Financing of the Conversion Facility's capital costs (inclusive of working capital) by the JV Company is to be based on a target gearing ratio of approximately 50% equity and 50% debt, but with the ability to increase to a maximum of 65% debt if required.

Pilbara Minerals will fund its initial 18% interest almost entirely from funds subscribed under the A$79.5M Convertible Bond Agreement.

POSCO will maintain a minimum 51% interest in the JV Company for the first 5 years. Pilbara Minerals and its related entities will maintain a minimum interest of 18% (or 30% if the call option is exercised) in the JV Company for 5 years.

The JV Company will be governed by a board of directors comprising representatives of both POSCO and Pilbara Minerals.

The JV Company and its employees will manage the day-to-day operations of the JV and the Conversion Facility, with certain matters reserved for the decision of the board and shareholders.

All related party matters including any material contracts and sales contracts must be on commercially competitive and arm's length terms.

Other terms customary for incorporated joint ventures have also been agreed including matters reserved for board and shareholder decisions and pre-emptive rights for new issues and disposals of shares by a JV party.

The JV and its formation at completion will be subject to certain conditions precedent, including (but not limited to) provision of a detailed initial budget for the construction and ramp up period following completion of engineering studies, as well as regulatory approvals from any government agencies in South Korea in respect of Pilbara Minerals' foreign investment in the JV Company. Such approvals are expected to be received prior to formation of the JV when Pilbara Minerals acquires its initial 18% interest.

Amended Offtake Agreement

  • Existing Offtake Agreement of 80ktpa to be assigned from POSCO to the JV company upon formation of the JV, with the annual supply commitment to be increased to 315ktpa of spodumene concentrate. 75ktpa of the total 315ktpa is conditional on a US$25 million prepayment facility being made available to Pilbara Minerals by the JV Company.
  • Term to be the lesser of 20 years and life of mine of the Pilgangoora Project.
  • Product sold on a CIF (Port of Discharge Basis) with pricing determined on a commercial basis and reflective of the prevailing market price for spodumene concentrate sold on a CIF basis.
  • Pricing based on a target lithia grade of 6.0% and adjusted on a pro rata basis for actual lithia grade delivered in accordance with the agreement and determined by independent assays.
  • Price reviews permitted on a regular basis throughout the term of the agreement to ensure pricing remains reflective of the prevailing market for spodumene concentrate.
  • US$25 million second ranking secured prepayment facility to be made available by JV Company in consideration for Pilbara Minerals increasing the offtake tonnes to the JV from 240ktpa to 315ktpa of spodumene concentrate. The prepayment facility will be funded from external debt arranged by the JV Company.

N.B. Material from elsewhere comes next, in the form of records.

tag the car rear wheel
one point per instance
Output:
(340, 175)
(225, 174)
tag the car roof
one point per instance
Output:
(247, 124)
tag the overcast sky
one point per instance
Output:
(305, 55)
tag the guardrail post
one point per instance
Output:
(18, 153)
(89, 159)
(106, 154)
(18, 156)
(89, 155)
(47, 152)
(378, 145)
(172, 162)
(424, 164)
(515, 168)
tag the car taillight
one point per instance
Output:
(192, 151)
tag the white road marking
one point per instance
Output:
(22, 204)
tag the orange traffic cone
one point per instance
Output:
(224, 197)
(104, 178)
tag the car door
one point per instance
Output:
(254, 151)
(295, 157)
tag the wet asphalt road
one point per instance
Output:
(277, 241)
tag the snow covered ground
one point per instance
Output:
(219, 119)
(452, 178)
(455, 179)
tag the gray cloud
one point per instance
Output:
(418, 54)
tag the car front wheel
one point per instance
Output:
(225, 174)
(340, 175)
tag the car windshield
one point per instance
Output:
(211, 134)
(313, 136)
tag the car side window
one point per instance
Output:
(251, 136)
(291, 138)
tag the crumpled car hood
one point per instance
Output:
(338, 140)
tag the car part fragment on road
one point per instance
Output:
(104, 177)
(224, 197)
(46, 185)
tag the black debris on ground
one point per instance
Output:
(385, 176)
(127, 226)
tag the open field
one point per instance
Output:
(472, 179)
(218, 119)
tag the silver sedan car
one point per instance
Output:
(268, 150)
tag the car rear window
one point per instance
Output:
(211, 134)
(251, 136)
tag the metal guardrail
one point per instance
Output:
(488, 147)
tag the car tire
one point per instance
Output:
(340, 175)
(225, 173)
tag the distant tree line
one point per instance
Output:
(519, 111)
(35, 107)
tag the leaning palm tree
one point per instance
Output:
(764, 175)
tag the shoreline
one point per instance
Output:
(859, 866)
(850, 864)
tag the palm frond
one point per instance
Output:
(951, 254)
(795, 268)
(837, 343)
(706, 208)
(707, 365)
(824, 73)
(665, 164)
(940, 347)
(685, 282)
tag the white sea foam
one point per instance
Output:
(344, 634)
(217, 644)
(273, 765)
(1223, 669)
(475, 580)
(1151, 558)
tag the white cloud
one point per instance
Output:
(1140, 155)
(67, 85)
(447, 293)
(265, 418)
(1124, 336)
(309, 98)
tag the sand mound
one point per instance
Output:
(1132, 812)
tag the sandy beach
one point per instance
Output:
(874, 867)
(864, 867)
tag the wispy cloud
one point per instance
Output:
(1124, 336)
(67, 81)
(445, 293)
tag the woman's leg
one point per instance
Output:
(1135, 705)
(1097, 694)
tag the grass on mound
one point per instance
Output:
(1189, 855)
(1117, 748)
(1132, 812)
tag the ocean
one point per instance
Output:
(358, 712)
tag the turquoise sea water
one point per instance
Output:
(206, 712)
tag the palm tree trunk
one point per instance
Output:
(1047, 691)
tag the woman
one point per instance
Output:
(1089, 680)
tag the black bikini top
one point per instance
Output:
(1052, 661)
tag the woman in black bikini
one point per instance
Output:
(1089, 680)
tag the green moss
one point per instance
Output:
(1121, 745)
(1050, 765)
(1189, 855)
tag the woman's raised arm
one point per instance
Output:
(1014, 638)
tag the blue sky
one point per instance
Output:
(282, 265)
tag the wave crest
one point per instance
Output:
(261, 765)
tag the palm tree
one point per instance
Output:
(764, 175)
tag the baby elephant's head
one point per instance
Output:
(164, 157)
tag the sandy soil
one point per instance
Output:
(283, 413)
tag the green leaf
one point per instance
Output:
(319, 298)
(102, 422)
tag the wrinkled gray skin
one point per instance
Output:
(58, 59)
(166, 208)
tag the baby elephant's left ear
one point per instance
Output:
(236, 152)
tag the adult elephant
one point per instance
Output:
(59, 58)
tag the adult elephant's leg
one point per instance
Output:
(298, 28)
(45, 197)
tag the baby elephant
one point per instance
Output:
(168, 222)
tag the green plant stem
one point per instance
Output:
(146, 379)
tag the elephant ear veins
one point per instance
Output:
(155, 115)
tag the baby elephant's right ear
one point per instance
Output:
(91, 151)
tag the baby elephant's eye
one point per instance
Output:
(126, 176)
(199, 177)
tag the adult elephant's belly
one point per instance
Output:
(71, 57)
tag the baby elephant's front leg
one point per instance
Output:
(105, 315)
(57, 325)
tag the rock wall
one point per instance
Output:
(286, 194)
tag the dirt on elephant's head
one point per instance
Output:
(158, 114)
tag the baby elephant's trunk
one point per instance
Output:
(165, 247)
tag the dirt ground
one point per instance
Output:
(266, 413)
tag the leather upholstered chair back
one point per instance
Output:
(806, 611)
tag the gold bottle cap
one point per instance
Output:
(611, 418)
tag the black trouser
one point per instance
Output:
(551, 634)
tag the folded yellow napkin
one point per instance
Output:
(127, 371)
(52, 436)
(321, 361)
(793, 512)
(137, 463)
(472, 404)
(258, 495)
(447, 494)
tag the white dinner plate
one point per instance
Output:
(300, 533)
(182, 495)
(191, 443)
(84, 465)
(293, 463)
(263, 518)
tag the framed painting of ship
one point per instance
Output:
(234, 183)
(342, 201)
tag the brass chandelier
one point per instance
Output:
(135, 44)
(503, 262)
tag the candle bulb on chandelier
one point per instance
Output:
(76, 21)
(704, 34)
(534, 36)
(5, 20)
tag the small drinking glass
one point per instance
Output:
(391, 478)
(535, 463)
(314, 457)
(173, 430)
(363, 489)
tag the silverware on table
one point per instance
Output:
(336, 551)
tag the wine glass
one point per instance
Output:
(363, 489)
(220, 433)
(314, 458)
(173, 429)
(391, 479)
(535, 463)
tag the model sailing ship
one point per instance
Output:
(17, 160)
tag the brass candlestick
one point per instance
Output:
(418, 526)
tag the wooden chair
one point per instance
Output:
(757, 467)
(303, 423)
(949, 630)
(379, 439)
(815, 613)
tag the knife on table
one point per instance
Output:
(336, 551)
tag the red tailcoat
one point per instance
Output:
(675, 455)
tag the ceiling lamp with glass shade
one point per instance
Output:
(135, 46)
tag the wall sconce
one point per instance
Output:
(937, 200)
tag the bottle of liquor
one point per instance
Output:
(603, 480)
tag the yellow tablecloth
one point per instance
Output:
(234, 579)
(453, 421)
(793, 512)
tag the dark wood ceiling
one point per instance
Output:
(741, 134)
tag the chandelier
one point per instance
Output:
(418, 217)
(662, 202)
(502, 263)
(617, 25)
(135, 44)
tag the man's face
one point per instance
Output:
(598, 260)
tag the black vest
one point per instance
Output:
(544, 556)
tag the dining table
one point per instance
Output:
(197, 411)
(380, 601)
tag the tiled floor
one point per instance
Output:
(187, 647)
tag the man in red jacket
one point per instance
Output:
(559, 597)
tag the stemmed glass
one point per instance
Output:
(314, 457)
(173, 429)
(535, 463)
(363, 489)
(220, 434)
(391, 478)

A$79.6 million Convertible Bond Agreement

  • Five year repayment term.
  • Repayable in full on maturity date (with no amortisation during the term).
  • Redeemable at Pilbara Minerals election at any time without premium but subject to a minimum of $5 million.
  • Interest cost at a 1.5% margin above RBA cash rate accruing six monthly and payable at the earlier of redemption, conversion (that is it must be paid in cash and not converted) and maturity.
  • Convertible to ordinary shares only at Pilbara Minerals election and at any time during the term up to five days before maturity – convertible at the lesser of 30 day

VWAP or five day VWAP of Pilbara Minerals' shares two days prior to conversion notice, less a 7.5% discount.

  • PLS cannot issue more than two conversion notices with the first notice converting either 100% or 50% of the bonds. Any subsequent conversion must be for all remaining bonds.
  • PLS to provide customary representations and warranties.

There are no major restrictions on conversion by Pilbara Minerals should the Company wish to remove the debt from its balance sheet.

Proceeds may be applied by Pilbara Minerals to fund its initial contributions under the JV.